La prima volta che mi sono occupato di Ponte sullo stretto di Messina ero in terza media e, insieme ad alcuni compagni di classe, avevo fondato il “Dante News” settimanale studentesco della scuola media Dante Alighieri di Catania.
Da allora sono passati 52 anni, ma rispetto a questo argomento è cambiato molto poco. Dopo il tradimento del governo Monti e lo scioglimento della Società per lo stretto, che tra il 2011 e il 2012 aveva già affidato l’appalto dell’opera, prendiamo atto che il ponte è fuori dal Recovery plan, che le commissioni se ne inventano una al giorno pur di perdere tempo e che quindi il ponte non si farà. D’altra parte una simile infrastruttura significherebbe far diventare la Sicilia un grande hub logistico per l’intero Mediterraneo, dunque significherebbe ridiscutere il ruolo dei porti di Trieste e Genova, che non riescono più a smaltire l’attuale traffico merci, ma che non mollano.

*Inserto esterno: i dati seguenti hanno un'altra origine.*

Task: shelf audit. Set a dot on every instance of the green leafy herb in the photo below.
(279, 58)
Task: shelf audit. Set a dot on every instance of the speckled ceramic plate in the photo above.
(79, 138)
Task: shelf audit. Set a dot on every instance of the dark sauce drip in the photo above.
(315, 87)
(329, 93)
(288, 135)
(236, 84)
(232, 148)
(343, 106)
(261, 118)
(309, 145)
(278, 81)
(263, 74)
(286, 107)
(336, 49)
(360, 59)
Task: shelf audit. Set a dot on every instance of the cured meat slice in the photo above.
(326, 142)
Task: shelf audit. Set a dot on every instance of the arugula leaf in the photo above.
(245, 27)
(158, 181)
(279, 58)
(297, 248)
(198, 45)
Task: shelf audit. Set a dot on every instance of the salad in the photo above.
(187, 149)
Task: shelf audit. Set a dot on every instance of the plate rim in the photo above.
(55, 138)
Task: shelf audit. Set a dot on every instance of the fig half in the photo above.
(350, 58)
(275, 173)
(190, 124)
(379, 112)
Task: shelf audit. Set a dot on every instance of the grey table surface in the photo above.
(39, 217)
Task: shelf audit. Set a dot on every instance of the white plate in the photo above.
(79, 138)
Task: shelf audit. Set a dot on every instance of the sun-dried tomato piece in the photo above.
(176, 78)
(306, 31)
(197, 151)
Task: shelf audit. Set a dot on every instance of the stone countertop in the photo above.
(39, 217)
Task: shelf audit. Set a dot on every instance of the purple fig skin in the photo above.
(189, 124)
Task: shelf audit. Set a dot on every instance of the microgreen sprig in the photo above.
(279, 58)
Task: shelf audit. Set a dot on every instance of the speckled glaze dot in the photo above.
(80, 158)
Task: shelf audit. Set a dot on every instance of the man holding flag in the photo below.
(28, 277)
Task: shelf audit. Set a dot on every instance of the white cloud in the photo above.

Il ponte significherebbe invertire il senso di marcia dell’economia europea e questo non lo vuole nessuno, tranne noi siciliani e qualche meridionale illuminato. Soprattutto non lo vogliono certi speculatori e le varie mafie, le varie ‘ndranghete e le varie camorre, che potrebbero avere interessi su altre piattaforme logistiche rientranti nei loro territori d’influenza.
Il ponte rappresenta un’infrastruttura indispensabile non solo per guadagnare un’ora nell’attraversamento dello stretto di Messina, come afferma qualche viceministro palesemente idiota, ma soprattutto per intercettare il traffico navale che al momento, dopo essere transitato dal canale di Suez, dalla Turchia, dai paesi del Nord Africa, supera lo stretto di Gibilterra e approda a Rotterdam o ad Amburgo e da lì viene smistato in tutta Europa, lasciando lungo il suo percorso quasi il 95% del valore aggiunto e del lavoro che vi sono connessi.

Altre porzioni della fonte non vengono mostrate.